Climate models that are used to study the effects of atmospheric greenhouse gases predict an overall increase in the global temperature over the next century of from 1.4- to 5.8 °C degrees centigrade [Houghton et al., 1996, 2001]. An increase of this magnitude could have numerous catastrophic effects, not the least of which might be a global rise in sea level due to a combination of melting polar ice caps and glaciers and the thermal expansion of sea water. The global rate of sea level rise during the last century has apparently been somewhat in excess of 1 mm/yr [Douglas et al., 2001] with a recent acceleration being reported [Church and White, 2005]. One of the important goals of all national and international global change programs is to improve our understanding of the mechanisms and implications of observed sea level changes.
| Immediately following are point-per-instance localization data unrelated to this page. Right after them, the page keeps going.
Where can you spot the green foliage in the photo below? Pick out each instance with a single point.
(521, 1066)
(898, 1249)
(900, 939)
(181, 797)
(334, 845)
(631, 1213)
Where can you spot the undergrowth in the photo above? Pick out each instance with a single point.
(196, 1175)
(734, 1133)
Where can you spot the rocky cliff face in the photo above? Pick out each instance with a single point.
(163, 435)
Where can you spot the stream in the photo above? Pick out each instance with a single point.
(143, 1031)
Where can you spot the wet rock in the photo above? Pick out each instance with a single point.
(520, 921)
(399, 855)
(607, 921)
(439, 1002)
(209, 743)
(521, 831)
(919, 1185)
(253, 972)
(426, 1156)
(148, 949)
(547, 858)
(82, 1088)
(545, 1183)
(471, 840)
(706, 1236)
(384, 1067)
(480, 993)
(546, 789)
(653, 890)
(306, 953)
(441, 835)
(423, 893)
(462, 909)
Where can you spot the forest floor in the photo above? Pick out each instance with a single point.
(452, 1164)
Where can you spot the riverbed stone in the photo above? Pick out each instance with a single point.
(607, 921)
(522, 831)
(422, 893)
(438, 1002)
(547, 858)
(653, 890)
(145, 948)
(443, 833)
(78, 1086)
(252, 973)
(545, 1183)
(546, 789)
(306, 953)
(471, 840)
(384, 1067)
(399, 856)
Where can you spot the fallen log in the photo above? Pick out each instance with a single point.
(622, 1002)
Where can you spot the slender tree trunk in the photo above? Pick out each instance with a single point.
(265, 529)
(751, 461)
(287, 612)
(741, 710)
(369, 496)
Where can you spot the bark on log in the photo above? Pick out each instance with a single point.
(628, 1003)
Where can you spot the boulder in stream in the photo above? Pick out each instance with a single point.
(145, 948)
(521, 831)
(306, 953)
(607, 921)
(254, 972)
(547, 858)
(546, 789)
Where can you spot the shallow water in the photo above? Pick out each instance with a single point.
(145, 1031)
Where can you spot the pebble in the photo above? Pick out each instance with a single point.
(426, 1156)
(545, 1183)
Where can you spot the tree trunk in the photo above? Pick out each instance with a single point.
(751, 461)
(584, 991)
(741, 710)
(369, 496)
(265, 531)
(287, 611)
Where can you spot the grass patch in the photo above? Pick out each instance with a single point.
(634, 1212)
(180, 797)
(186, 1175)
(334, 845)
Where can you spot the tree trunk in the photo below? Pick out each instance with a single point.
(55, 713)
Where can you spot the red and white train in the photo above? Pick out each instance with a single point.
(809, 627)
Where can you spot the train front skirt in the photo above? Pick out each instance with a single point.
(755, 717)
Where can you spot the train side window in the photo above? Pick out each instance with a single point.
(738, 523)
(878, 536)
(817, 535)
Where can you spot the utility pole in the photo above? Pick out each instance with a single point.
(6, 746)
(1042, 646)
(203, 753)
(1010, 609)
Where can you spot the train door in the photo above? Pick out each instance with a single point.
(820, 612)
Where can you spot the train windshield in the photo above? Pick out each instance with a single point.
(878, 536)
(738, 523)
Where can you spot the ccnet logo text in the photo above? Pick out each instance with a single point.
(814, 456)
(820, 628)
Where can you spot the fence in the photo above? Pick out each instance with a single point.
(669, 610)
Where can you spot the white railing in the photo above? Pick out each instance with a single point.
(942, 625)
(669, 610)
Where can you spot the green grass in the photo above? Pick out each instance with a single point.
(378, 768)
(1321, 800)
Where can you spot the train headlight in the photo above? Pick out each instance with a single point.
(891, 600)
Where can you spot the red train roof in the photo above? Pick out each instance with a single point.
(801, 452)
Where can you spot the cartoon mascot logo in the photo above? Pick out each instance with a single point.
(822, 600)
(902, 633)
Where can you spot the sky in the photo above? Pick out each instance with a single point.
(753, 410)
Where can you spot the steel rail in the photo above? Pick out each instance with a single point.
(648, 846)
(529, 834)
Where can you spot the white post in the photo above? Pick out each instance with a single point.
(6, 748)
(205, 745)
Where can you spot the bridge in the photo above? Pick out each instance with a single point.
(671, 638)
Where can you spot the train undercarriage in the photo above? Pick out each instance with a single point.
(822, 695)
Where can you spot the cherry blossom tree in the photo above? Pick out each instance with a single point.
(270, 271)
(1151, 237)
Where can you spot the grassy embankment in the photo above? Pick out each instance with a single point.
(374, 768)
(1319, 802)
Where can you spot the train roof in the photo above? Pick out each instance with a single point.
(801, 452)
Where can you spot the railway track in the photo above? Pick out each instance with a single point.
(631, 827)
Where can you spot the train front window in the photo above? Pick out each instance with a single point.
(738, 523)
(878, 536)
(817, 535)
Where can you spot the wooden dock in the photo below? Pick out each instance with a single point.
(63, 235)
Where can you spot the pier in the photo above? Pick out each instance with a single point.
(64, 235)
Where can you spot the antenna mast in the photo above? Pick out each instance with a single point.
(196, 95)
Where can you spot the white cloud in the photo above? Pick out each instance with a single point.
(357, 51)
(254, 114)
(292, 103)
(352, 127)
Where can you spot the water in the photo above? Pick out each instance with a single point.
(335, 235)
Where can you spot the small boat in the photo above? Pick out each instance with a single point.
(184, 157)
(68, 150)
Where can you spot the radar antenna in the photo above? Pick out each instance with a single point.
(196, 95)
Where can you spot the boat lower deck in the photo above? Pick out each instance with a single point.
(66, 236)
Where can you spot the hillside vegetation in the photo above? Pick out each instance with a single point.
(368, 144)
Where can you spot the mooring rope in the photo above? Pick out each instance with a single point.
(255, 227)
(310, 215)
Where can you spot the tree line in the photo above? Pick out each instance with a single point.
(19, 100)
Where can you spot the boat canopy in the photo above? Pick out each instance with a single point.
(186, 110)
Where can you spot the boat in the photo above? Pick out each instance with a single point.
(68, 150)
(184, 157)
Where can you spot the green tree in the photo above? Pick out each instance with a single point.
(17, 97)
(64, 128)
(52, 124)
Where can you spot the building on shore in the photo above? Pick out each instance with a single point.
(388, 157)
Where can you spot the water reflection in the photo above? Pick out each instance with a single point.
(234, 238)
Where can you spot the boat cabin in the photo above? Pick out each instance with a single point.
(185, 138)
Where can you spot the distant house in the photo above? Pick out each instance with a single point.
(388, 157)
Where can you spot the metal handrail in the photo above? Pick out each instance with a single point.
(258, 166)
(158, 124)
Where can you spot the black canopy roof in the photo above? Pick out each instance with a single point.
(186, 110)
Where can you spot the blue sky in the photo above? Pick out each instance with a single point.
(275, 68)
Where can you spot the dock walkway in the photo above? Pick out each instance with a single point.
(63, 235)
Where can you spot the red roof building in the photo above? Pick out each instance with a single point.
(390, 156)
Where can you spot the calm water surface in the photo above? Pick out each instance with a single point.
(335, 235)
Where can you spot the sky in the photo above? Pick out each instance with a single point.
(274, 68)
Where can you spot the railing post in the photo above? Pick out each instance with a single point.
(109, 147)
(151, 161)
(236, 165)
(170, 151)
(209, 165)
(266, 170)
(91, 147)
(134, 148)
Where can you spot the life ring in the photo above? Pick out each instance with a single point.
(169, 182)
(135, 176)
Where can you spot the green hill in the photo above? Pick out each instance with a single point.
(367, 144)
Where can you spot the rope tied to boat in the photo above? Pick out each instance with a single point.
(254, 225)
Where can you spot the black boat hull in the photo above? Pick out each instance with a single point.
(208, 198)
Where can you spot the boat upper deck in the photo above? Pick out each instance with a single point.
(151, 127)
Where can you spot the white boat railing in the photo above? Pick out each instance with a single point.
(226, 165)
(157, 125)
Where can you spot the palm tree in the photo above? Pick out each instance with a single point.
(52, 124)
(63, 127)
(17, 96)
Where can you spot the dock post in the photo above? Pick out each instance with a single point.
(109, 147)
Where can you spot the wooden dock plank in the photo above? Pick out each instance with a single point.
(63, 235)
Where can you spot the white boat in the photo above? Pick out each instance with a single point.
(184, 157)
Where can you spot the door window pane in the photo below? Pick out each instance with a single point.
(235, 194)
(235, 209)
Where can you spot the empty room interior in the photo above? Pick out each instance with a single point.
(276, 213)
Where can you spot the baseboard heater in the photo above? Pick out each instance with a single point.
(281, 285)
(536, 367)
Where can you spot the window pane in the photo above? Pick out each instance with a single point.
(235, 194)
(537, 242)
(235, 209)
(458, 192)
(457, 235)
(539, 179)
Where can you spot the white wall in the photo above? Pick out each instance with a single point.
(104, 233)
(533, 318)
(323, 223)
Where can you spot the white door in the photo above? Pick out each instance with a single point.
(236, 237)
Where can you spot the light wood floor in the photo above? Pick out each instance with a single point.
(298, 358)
Geodetic observations can characterize highly precise spatial and temporal changes of the Earth system that relate to sea level changes. The challenge for quantifying long-term change in sea level imposes most stringent observation requirements, and can only be addressed within the context of a stable, global reference system, such that a sea level measurement today can be meaningfully compared with a measurement 10 years later, with sub-millimeter accuracy. Only geodetic observations can provide the basis for a global reference frame with sufficient accuracy. Significantly, this reference frame is extensible to all regional and local studies in order to link multi-disciplinary observations and ensure long-term consistency, precision and accuracy. The reference frame becomes the foundation to connect observations in space and time and defines the framework in which global and regional observations of sea level changes can be understood and properly interpreted. For this workshop, we will address topics that will help to identify geodetic requirements to meet the rigorous scientific demands for understanding sea-level rise and variability. In particular, we stress the need for the continuity of the geodetic observational series that serves basic research, applications and operational needs.